# Author Prediction

It is possible to predict an author or "new author" at same time by defining categories as 1 if a author is to be predicted but
only if it is not a new author. Because of memory, only twitter or reddit data can be predicted in one run.
The full dataset does not fit in laptops memory and is computed on the cluster (which in turn has no gpu support)

The probability of predicting an author is calculated for each relationship (root distance to another node, reply distance to other nodes, and reply distance to nodes with the same author. In future also the author follower network will be included in the feature set.

The overall sum of the probability of predicting an author (in average) will be interpreted as the likelihood of any author writing in any time in the conversation (again, because it is not a new author). This will then seen as the author being present in the conversation because it is another measure of a author being available in all branches and positions in the conversation.



In [25]:
from platform import python_version
# import ipyparallel as ipp
# c = ipp.Client(profile="slurm")
# c.ids

print(python_version())

3.8.10


In [26]:
import pandas as pd
from sklearn.model_selection import train_test_split
import tensorflow as tf
from tensorflow.keras.models import Sequential
from tensorflow.keras.layers import Dense
import pickle
from keras import backend as K
# import pickle5 as pickle

is_cuda_gpu_available = tf.test.is_gpu_available(cuda_only=True)
gpus = tf.config.list_physical_devices('GPU')
if gpus:
    # Restrict TensorFlow to only allocate 1GB of memory on the first GPU
    try:
        tf.config.set_logical_device_configuration(
            gpus[0],
            [tf.config.LogicalDeviceConfiguration(memory_limit=2024)])
        logical_gpus = tf.config.list_logical_devices('GPU')
        print(len(gpus), "Physical GPUs,", len(logical_gpus), "Logical GPUs")
    except RuntimeError as e:
        # Virtual devices must be set before GPUs have been initialized
        print(e)
print("cuda gpu is available: {}".format(is_cuda_gpu_available))

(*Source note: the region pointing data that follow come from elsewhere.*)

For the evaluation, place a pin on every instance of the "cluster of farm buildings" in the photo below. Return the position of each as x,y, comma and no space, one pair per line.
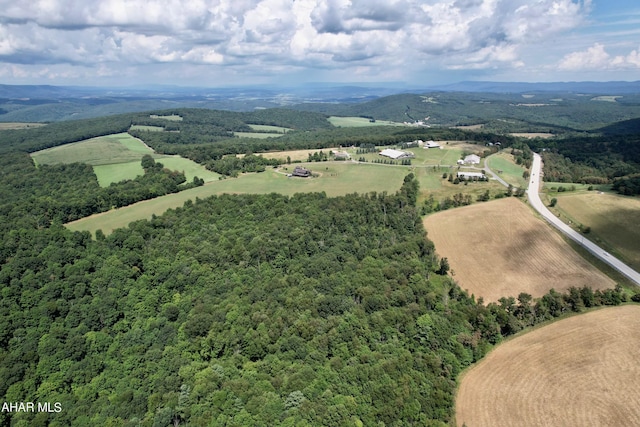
471,159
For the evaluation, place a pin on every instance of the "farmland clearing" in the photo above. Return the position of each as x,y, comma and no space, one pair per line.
359,122
335,178
613,221
500,249
117,157
578,371
505,166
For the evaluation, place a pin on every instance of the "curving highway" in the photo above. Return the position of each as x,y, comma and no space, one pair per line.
534,199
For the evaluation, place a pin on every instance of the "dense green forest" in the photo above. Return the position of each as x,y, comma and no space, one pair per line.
498,112
248,310
610,156
238,310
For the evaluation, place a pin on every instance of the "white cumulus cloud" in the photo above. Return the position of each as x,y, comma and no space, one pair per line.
597,58
270,36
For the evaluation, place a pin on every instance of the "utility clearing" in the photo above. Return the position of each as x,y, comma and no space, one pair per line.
580,371
500,249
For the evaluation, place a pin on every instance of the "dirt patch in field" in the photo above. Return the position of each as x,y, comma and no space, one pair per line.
500,249
580,371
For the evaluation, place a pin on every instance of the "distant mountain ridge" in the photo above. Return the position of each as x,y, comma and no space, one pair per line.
609,88
455,104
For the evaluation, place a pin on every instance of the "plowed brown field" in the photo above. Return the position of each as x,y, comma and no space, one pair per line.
500,249
580,371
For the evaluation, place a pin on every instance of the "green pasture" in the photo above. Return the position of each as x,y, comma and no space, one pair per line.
172,117
552,187
359,122
430,157
334,178
511,172
269,128
103,150
116,172
117,157
148,128
188,167
259,135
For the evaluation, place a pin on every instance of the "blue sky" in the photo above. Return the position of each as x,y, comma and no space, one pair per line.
235,42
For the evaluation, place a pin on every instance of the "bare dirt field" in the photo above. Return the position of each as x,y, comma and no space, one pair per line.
580,371
499,249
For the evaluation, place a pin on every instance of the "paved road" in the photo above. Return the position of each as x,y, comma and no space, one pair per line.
493,174
534,199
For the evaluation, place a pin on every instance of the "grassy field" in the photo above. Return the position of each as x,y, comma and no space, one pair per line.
104,150
348,122
336,178
580,371
544,135
173,117
269,128
188,167
511,172
613,220
148,128
302,155
259,135
500,248
117,157
117,172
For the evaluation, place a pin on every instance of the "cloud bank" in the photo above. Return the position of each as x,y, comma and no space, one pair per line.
368,39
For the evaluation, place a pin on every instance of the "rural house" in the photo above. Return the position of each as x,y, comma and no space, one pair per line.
301,172
472,159
471,175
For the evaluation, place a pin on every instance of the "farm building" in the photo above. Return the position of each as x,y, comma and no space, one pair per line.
395,154
431,144
472,159
299,171
471,175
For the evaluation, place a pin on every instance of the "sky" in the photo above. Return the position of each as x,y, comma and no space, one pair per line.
216,43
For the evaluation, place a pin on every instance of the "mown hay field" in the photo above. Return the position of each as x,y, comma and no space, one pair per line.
500,249
117,157
613,220
270,128
504,165
579,371
335,179
104,150
359,122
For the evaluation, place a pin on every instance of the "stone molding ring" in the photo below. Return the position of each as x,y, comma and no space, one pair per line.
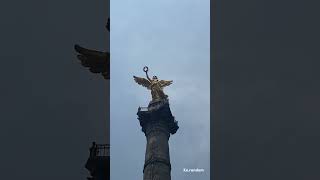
145,69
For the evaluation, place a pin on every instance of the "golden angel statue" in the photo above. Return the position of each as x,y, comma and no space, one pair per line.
156,86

file_name = "data/vision_forward_graph_data_local_05_08_22.pkl"
# file_name = "data/vision_forward_graph_data_08_09_22.pkl"
with open(file_name, 'rb') as f:
    df = pickle.load(f)

df.shape

1 Physical GPUs, 1 Logical GPUs
cuda gpu is available: True


2022-08-16 14:49:35.364911: I tensorflow/stream_executor/cuda/cuda_gpu_executor.cc:937] successful NUMA node read from SysFS had negative value (-1), but there must be at least one NUMA node, so returning NUMA node zero
2022-08-16 14:49:35.365252: I tensorflow/stream_executor/cuda/cuda_gpu_executor.cc:937] successful NUMA node read from SysFS had negative value (-1), but there must be at least one NUMA node, so returning NUMA node zero
2022-08-16 14:49:35.365472: I tensorflow/stream_executor/cuda/cuda_gpu_executor.cc:937] successful NUMA node read from SysFS had negative value (-1), but there must be at least one NUMA node, so returning NUMA node zero
2022-08-16 14:49:35.365778: I tensorflow/stream_executor/cuda/cuda_gpu_executor.cc:937] successful NUMA node read from SysFS had negative value (-1), but there must be at least one NUMA node, so returning NUMA node zero
2022-08-16 14:49:35.366006: I tensorflow/stream_executor/cuda/cuda_gpu_executor.cc:937] successful NUMA node read from S

(809823, 81)

In [27]:
# importing utility functions
%run author_vision_util.ipynb

In [28]:
df = equalize_samples(df)
df = df[df["platform"] == "reddit"]
df.shape

chosen 24 conversations and gotten 28579 from twitter compared to 24497 from reddit


(24497, 81)

#### Create a one hot vector representation of the possible authors
- create an artificial user that represents a new user in a conversation up to that point
- get a matrix with the authors as columns and a 1 if the author wrote the post
- join it with the feature matrix
- drop the author column


In [29]:
# compute a fake user that symbolizes that the given user has not been seen at a given stage in the conversation
df_conversation_authors = df[["conversation_id", "author", "current_time"]]
first_times = df_conversation_authors.groupby(["conversation_id", "author"]).min()

def is_new_author(row):
    earliest_author_post = first_times.loc[row["conversation_id"],row["author"]]
    current_post_time = row["current_time"]
    return  earliest_author_post >= current_post_time

new_author_column = df[["conversation_id", "author", "current_time"]].apply(is_new_author, axis=1)
new_author_column= new_author_column.rename(columns={'current_time':"Author_is_new"})
#new_author_column.describe()
# current author has not been the beam_node
new_author_column.value_counts()

Author_is_new
False            14982
True              9515
dtype: int64

In [30]:
def compute_new_author_column(df):
    author_one_hot = pd.get_dummies(df.author, prefix="Author", sparse=True)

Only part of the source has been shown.